A similar type of debt repayment plan for individuals and households, called Chapter 12, is also available to family farmers and fishermen with regular income. These debtors continue to operate their businesses while debt repayment is made. Chapter 12 debt repayment plans disburse payments to creditors over time, but they are especially suited to the needs of agricultural producers due to their higher debt ceiling compared to Chapter 13. Farmers may also elect to file bankruptcy under other chapters of the Bankruptcy Code but are subject to all of the regulations pursuant to them (e.g., the credit counseling and financial education requirements for Chapters 7 and 13 described below).
The BAPCPA law requires that, as a condition to file either Chapter 7 or Chapter 13 bankruptcy, a debtor must have consumer credit counseling to explore alternative options, within 180 days prior to filing a petition. The counseling session must be with a qualified, non-profit agency approved by the U.S. Trustees office. A list of approved providers for credit counseling can be found at the Department of Justice Web site: http://www.usdoj.gov/ust/eo/bapcpa/ccde/cc_approved.htm. The BAPCPA law also contains a provision requiring filers to be current on post-petition domestic support obligations as a condition of plan confirmation.

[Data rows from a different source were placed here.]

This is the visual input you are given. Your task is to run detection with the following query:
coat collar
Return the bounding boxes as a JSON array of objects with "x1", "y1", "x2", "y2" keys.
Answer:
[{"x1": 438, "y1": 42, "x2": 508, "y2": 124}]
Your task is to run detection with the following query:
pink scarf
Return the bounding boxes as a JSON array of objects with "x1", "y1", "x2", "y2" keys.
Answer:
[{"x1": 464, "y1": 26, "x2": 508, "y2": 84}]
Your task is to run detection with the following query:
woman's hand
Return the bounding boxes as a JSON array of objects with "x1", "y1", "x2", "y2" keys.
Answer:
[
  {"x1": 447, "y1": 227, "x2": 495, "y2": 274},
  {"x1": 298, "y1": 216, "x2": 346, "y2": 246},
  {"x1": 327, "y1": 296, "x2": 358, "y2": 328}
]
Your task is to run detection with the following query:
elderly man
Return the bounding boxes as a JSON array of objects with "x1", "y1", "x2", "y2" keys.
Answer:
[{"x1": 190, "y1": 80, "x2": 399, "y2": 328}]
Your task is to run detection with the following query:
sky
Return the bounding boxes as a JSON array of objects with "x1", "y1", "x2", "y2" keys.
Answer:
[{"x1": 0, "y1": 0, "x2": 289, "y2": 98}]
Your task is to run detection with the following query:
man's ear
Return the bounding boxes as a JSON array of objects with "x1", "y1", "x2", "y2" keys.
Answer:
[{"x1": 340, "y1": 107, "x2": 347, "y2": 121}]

Additionally, after filing for bankruptcy, debtors must complete an approved two-hour personal financial management course in order to obtain a discharge from a Chapter 7 or Chapter 13 bankruptcy. The course must cover basic financial topics such as budget development, money management, and the wise use of credit. Both the credit counseling and financial education services require filers to pay a fee set by the provider. A list of approved providers for the financial management course can be found at the Department of Justice Web site: http://www.usdoj.gov/ust/eo/bapcpa/ccde/de_approved.htm.
An important aspect of bankruptcy law is its effect on a filer’s assets. The BAPCPA law substantially increased protection of retirement plan assets from the claims of creditors for all filers. This includes employer-sponsored retirement plans and IRAs (Individual Retirement Accounts). These assets receive creditor protection in bankruptcy. Retirement accounts for employees and self-employed workers receive unlimited creditor protection while traditional and Roth IRAs are subject to a $1 million limit, excluding amounts attributable to rollovers from qualified retirement plans. Since IRA contribution rates have been low for decades and few people have accumulated anything near $1 million, the cap is virtually a non-issue. Good records are necessary, however, to document assets eligible for protection, especially if IRA accounts contain rollovers from employer retirement plans. It is absolutely essential to have a clear paper trail.

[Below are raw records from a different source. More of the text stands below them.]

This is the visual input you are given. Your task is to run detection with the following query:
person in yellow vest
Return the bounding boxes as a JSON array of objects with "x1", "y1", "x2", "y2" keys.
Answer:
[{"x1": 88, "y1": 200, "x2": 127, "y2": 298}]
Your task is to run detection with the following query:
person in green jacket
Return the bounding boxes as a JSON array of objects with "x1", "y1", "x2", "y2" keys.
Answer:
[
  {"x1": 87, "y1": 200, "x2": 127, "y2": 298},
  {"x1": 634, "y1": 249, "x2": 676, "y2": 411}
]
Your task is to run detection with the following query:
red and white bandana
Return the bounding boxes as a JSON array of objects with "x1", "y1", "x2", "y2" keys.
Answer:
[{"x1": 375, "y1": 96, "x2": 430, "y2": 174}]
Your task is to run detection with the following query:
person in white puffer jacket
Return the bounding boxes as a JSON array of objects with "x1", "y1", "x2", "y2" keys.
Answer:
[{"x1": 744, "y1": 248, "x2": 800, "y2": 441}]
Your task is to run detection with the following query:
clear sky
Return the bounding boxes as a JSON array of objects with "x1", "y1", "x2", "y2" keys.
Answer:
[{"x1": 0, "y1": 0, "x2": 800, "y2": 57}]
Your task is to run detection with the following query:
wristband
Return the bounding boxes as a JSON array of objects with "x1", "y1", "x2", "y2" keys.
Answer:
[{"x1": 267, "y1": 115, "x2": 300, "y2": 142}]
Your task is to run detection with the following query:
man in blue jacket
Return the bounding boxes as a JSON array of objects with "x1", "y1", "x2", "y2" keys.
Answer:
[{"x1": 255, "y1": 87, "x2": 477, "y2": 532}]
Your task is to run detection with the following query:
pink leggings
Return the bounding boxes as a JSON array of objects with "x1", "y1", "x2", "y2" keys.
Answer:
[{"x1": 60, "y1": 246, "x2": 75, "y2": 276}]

Bankruptcy experts recommend carefully time the filing of a bankruptcy petition. It is best to wait until the worst of a financial crisis is over. For example, after someone has returned to work after a period of unemployment or an injury or illness or someone who has started a consulting business, thereby earning additional income. The worst time to file is when a financial crisis is raging. First, it will be difficult to afford an attorney at that time and, second, additional debts are likely to be incurred until the situation stabilizes. Someone would then be unable to discharge those new debts for another eight years from the date that the previous bankruptcy was filed. This period was extended from six years under the BAPCPA law.